Прокурор сошел с трибуны. И началась замечательная российская разборка, мало чем отличающаяся от разборки в подворотне, среди «поддатых» мужиков. Крики и ругань повисли в воздухе храма законной власти, чего прежде никогда не могло произойти. Депутаты дали волю эмоциям, не выбирали выражений, пытаясь выяснить истину с помощью кулаков и пинков.
И вдруг в президиуме звонко, на весь зал рассмеялся Алексей Русич. Он смеялся так заразительно, что депутаты невольно стали стихать. Откуда им было знать, что он, прошедший через елецкую «крытку» и воркутинскую «девятку», торжествовал в душе, видя, как раскрывается истинная суть этих людей, считавших себя совестью народа? Зал постепенно затих в недоумении.

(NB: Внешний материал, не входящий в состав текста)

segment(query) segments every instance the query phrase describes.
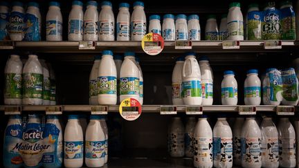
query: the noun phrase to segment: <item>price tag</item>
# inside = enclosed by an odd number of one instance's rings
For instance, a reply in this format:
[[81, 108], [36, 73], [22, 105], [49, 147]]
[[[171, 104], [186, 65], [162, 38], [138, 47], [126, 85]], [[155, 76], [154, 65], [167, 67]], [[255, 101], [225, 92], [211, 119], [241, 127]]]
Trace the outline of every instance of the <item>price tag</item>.
[[160, 106], [161, 115], [176, 115], [176, 106]]
[[186, 115], [201, 115], [202, 106], [187, 106], [185, 109]]
[[95, 41], [79, 41], [79, 50], [95, 50], [95, 49], [96, 49]]
[[281, 49], [282, 41], [281, 40], [266, 40], [264, 41], [264, 49]]
[[295, 107], [293, 106], [277, 106], [276, 114], [278, 115], [294, 115]]
[[230, 49], [239, 49], [239, 41], [222, 41], [222, 49], [230, 50]]
[[4, 114], [5, 115], [20, 115], [21, 106], [5, 106]]
[[256, 106], [239, 106], [239, 115], [255, 115]]
[[192, 46], [192, 41], [190, 40], [176, 41], [174, 49], [190, 50]]
[[46, 106], [46, 115], [61, 115], [62, 106]]
[[107, 106], [91, 106], [91, 115], [107, 115], [108, 114]]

Русич, позвонив несколько раз в колокольчик, вновь стал серьезным, встал:
– Товарищи слуги народа! Что это вы так раскипятились? Мы собрались сюда не для того, чтобы сводить счеты и подставлять друг друга. Неразумно делать козлом отпущения одного товарища Бородкина. Кстати, вина его еще не доказана. А вы, прокурор, должны знать, что такое презумпция невиновности. Государственная комиссия спокойно и тщательно во всем разберется. Возможно, на следующем заседании сессии горсовета придется ставить вопрос о возбуждении уголовного дела против прокурора города Жиляева за клевету.

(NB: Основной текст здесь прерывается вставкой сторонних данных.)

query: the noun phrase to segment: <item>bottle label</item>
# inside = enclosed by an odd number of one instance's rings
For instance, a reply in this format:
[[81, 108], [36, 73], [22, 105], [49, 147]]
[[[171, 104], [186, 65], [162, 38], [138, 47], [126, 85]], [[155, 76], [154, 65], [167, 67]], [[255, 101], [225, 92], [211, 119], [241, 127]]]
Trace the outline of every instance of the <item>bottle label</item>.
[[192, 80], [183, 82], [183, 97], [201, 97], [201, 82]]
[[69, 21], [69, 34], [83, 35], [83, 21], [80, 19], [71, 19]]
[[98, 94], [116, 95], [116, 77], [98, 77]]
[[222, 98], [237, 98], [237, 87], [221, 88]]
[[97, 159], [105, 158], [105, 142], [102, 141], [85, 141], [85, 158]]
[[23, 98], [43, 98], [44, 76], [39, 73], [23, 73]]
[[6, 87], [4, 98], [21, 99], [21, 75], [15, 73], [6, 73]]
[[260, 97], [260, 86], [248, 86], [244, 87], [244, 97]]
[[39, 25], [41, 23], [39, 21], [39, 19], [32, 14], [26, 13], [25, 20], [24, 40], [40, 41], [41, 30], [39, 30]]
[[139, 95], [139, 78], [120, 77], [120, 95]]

Зал неожиданно для Алексея зааплодировал.
– Говоря об уголовном деле против Жиляева, – продолжал Русич, перекрывая шум, – я имел в виду, что, обвиняя Бородкина, он сам занимался должностными подлогами.

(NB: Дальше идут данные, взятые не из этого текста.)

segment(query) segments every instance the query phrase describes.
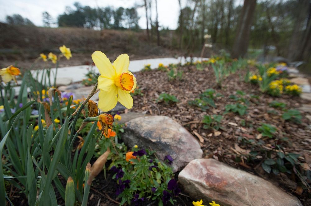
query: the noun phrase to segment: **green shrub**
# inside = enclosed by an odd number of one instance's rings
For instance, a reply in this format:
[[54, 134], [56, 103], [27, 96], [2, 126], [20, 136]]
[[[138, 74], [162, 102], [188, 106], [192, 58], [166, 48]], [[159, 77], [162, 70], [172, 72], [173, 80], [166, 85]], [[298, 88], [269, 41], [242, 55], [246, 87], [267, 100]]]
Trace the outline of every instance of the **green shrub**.
[[157, 102], [163, 101], [166, 103], [174, 103], [179, 101], [174, 95], [171, 95], [166, 93], [163, 93], [160, 94], [156, 100]]
[[271, 125], [268, 124], [262, 124], [261, 126], [257, 129], [258, 132], [261, 133], [262, 137], [267, 137], [270, 138], [273, 137], [276, 131], [276, 128]]
[[285, 120], [291, 121], [297, 124], [301, 123], [302, 116], [301, 113], [297, 109], [290, 109], [283, 113], [282, 117]]
[[212, 116], [204, 115], [202, 122], [204, 124], [203, 128], [205, 129], [213, 128], [216, 130], [220, 127], [220, 123], [222, 119], [222, 116], [214, 114]]
[[247, 107], [239, 103], [232, 104], [227, 104], [225, 106], [225, 113], [232, 112], [239, 114], [241, 116], [244, 115], [246, 112]]

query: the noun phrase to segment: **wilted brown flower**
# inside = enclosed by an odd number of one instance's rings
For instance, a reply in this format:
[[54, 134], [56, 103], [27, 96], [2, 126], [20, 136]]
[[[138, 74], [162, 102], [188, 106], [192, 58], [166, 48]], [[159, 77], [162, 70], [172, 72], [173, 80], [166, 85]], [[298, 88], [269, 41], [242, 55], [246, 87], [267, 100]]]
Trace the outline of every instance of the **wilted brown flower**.
[[110, 127], [112, 129], [112, 124], [114, 123], [114, 117], [110, 114], [106, 113], [101, 114], [98, 116], [99, 121], [101, 125], [101, 130], [103, 134], [108, 135], [108, 129]]
[[89, 112], [88, 115], [90, 117], [96, 116], [98, 114], [98, 108], [95, 102], [92, 100], [87, 101]]

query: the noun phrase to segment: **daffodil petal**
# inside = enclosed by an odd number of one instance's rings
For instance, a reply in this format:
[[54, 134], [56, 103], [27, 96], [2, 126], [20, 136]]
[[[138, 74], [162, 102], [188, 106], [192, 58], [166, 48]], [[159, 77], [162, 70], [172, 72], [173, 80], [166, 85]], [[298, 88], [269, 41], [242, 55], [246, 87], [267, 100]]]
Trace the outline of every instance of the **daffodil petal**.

– Оговор! – вновь взвизгнул Жиляев, вскакивая. – Я категорически протестую! Русич мастак оговаривать людей. Факты! Какие у вас имеются факты? – в голосе прокурора явно сквозила тревога.
– Пока приведу один бесспорный факт: прокурор Жиляев умышленно зарегистрировал задним числом переданный мною ему из рук в руки Указ Президента Ельцина, чтобы обелить не только себя, но и всех членов местного ГКЧП. Разве это не должностной подлог?
На этот выпад прокурор ничего не смог ответить…
– Сволочи! – тонко взвизгнул сухой, седой как лунь старичок. – Все сволочи! Двадцать три года я отбывал, невинный, наказание! – Он почти бежал по проходу к первому ряду, крича что-то, брызгая слюной, попытался дотянуться сухим кулачком до подбородка рослого начальника КГБ. Это был лидер местного общества «Мемориал» по фамилии Замогильный.
После долгих дебатов депутаты наконец приняли отставку «бывших», перешли к выдвижению кандидатур на высшие городские посты. Анатолий не выдержал. Он выбрался в фойе, встал у открытого окна перевести дух. Домой бы, но на чем уедешь? В который раз посетовал на друзей по демократическому сообществу: зачем притащили его на этот скучный и неприглядный спектакль? Все это было пошло и гнусно, вызывало отвращение. И еще смутную тревогу: кто же будет отныне управлять нашим обществом? Не те ли «демороссы», что выкрикивали радостными голосами оскорбления? Не Русич ли? Да, он кристально чист и честен, но… тысячи раз «но»… Управлять страной нужно уметь, а они… Неужто повторяется все сначала?